Перек направился было к дверям, но она спросила:
— Куда это ты?
Он вернулся и помог ей встать со стула и опуститься на колени перед телевизором. Сам тоже опустился рядышком. Она прикрыла глаза и пробормотала длинную и страстную молитву на французском. Перек внимательно за ней наблюдал. Когда она закончила, он снова усадил ее на стул.
— Тебе нужно в туалет?
Она кивнула. Перек направился в туалет, чтобы все там подготовить, но сначала заглянул в свою комнату, выдрал несколько страниц из Библии и сунул их в карман. Оказавшись наконец в туалете, он поднял крышку унитаза и поставил неподалеку миску с водой, чтоб мать потом подмылась. Потом вернулся в гостиную и практически дотащил ее до туалета, снял памперс и усадил на унитаз.
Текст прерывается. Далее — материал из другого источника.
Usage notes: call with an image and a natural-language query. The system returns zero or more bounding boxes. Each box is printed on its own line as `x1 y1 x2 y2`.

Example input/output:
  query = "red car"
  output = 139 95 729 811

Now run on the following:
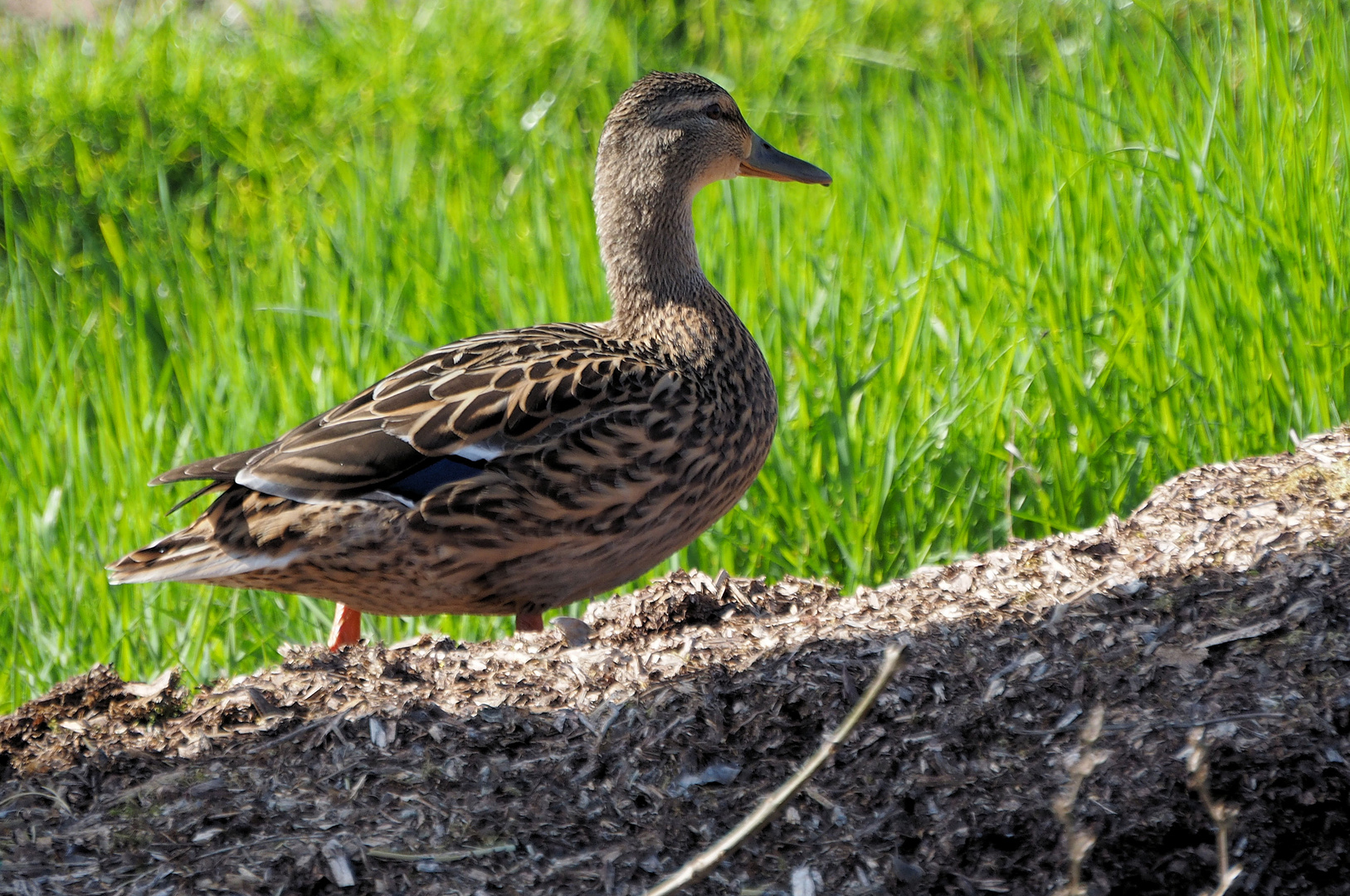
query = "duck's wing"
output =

Он отвернулся и подождал, пока она закончит свои громкие и водянистые отправления, потом снова повернулся к ней, помог ей встать и наклониться, а затем аккуратно подтер ей зад теми самыми страницами из Библии, выбросил их в унитаз и смыл, прежде чем она успела их увидеть. Памперс она уже подмочила, поэтому пришлось надеть свежий. Маман вполне могла бы справиться со всем этим и без посторонней помощи, но предпочитала эксплуатировать сына. Перек проводил ее обратно в гостиную и снова водрузил на стул.
— Ты куда?
— К себе в комнату.
— А чем ты там занимаешься? Чем-нибудь грязным?
— Нет, маман.
— Ты что, врешь мне? Ты же мужчина. Все мужчины трогают себя, как животные. Это омерзительно.
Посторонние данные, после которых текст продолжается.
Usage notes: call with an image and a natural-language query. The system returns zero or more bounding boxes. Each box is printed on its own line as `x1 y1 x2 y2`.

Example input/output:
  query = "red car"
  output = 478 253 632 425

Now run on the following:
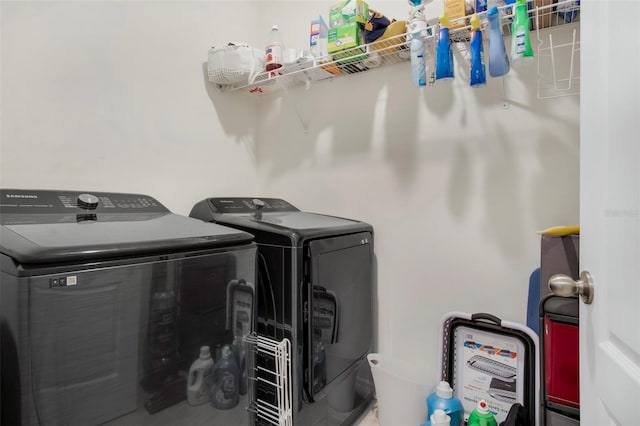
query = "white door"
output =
580 0 640 426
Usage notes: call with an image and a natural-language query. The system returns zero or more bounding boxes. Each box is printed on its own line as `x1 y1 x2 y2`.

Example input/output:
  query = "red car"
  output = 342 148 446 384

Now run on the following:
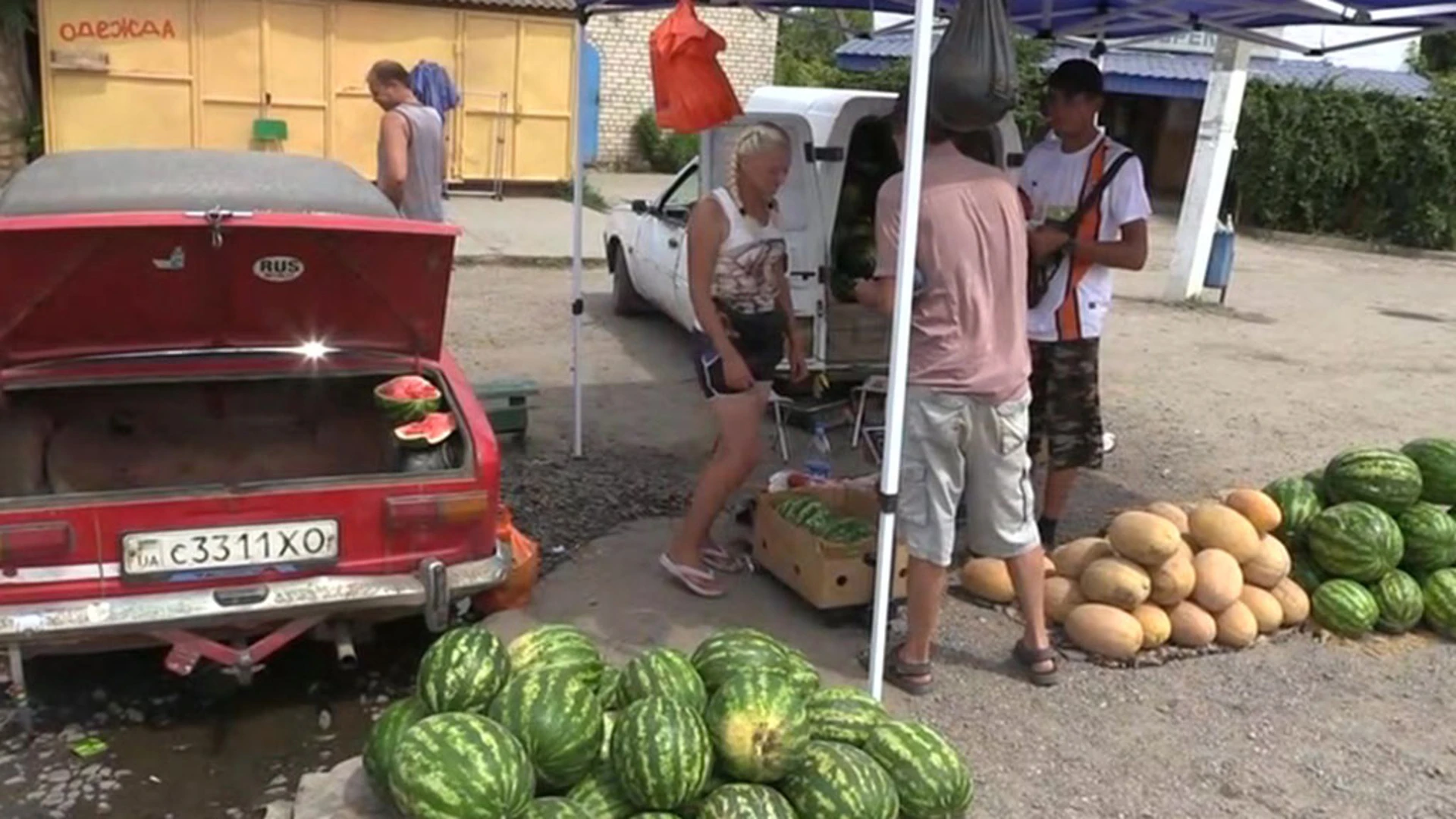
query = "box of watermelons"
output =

— Нет, маман. Я просто читаю.
— Всякую грязь, наверное. Держи в поле зрения Библию. Пусть она почаще попадается тебе на глаза, это послужит тебе напоминанием.
— Да, маман, — сказал он.
Комната Перека была стерильной, как келья монаха. Там стояла узкая койка с одеялом и маленькой подушкой. Письменный стол и стул. Рядом с кроватью — тумбочка с ночником. Над кроватью висело распятие. На стенах — ни фотографий, ни плакатов, ни каких-либо иных проявлений, которые говорили бы о его прошлом или характере. Маман бы этого не одобрила, а самому Переку было плевать. Он тут только спал. Настоящая жизнь проходила не здесь. Он прилег на кровать и уставился в потолок, выжидая.
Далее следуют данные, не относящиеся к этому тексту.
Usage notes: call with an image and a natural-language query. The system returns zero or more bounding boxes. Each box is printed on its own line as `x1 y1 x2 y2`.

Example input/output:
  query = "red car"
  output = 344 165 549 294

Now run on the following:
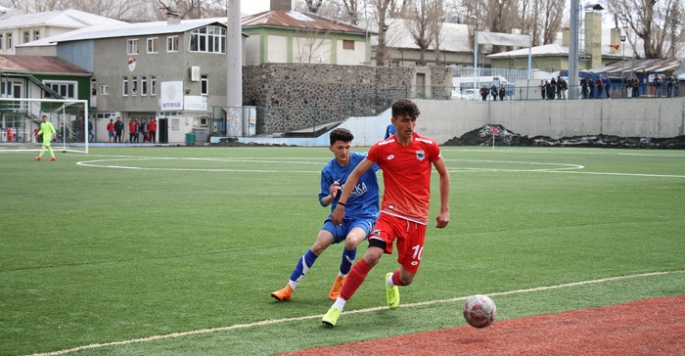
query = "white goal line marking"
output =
24 270 685 356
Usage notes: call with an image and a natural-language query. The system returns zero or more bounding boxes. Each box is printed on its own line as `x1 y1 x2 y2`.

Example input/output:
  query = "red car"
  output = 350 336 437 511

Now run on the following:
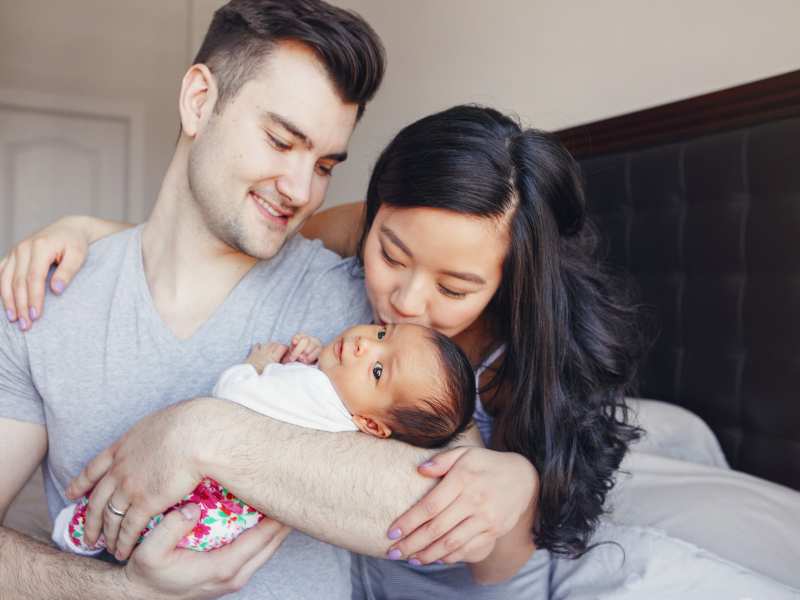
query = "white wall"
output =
329 0 800 201
0 0 800 213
Через полчаса Перек спустился в гостиную — маман уже спала. Он подошел к ней, схватил за волосы и встряхнул. Она что-то промычала, но не проснулась. Вернувшись к себе, Перек захлопнул и запер дверь — так, на всякий случай. Потом открыл дверцу гардероба, отодвинул в сторону висящую одежду, взял стул, который стоял возле письменного стола, и перенес его в шкаф. Встав на стул, Перек потянулся, открыл маленькую потайную дверцу и взобрался в единственное место, где он чувствовал себя живым.
Мир Анны.
Чердак был слишком низким, чтобы выпрямиться в полный рост, но Перек оборудовал его всем необходимым. Подушки, старый компьютер и принтер. Видеоплеер с наушниками. Стопки дисков — главным образом записи с Анной. Повсюду были развешаны на кнопках распечатанные на принтере фотографии Анны Мэйхью на разных этапах ее карьеры, афиши с ее изображениями, статьи о ней.
Перек уселся на подушку перед компьютером, включил его, подсоединился к Интернету и привычно набрал в поисковике «Анна Мэйхью». Сегодня появилось новое сообщение о том, что Анна собирается почтить своим присутствием открытие отремонтированного кинотеатра, где крутили классику.